Created attachment 443867 [details] Patch
(didn't respond to feedback yet, just trying to get it to compile and not crash)
Comment on attachment 443867 [details] Patch Also needs MUCH better tests. Will do later
(In reply to Darin Adler from comment #3) > Comment on attachment 443848 [details] > Patch > > View in context: > https://bugs.webkit.org/attachment.cgi?id=443848&action=review > > > Source/JavaScriptCore/ChangeLog:3 > > + Add WTF::String::utf8Length and use it to allocate correct size buffer when converting to UTF-8 > > Is scanning the characters twice to compute the length and then convert > better for performance? Did you measure? Operations needed to UTF-8 encode a string before this patch: 1. Read each character 2. Encode each character 3. Write each converted character 4. memcpy (another read and write) converted characters to another buffer Allocations: 1 or 2 After this patch: 1. Read each character 2. Encode each character 3. Read each character 4. Encode each character again 5. Write each converted character Allocations: 1 I'm definitely planning to measure the performance of long/short/ascii/latin1/utf16 strings on different chips to be sure, but depending on the ratio of memcpy speed to encoding speed and allocation speed I think this may be a win in most cases. There is definitely always one fewer write operation per character after this change.
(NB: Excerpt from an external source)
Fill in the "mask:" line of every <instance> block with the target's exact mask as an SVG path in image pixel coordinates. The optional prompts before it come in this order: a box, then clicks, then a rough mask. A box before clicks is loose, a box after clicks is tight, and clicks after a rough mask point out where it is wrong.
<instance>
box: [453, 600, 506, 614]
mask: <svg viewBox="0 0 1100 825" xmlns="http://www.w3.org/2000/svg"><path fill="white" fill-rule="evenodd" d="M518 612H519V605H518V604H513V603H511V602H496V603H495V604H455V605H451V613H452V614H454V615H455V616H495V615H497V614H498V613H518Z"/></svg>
(In reply to Alex Christensen from comment #7) > I'm definitely planning to measure the performance of > long/short/ascii/latin1/utf16 strings on different chips to be sure, but > depending on the ratio of memcpy speed to encoding speed and allocation > speed I think this may be a win in most cases. Makes sense. If we were always doing an allocation, then I’m sure this would be a win because fastMalloc/free is quite costly. Not as sure for smaller strings where we don’t do any extra allocation. I hope it’s always faster.
<rdar://problem/85515842>
Created attachment 445357 [details] Patch
Performance measurements indicate that this is a performance regression. It's hard to beat memcpy. I broke out the code cleanup and a slight optimization into https://bugs.webkit.org/show_bug.cgi?id=233612 I'll use this bug to add String::utf8Length but not use it in String::utf8 once that's landed.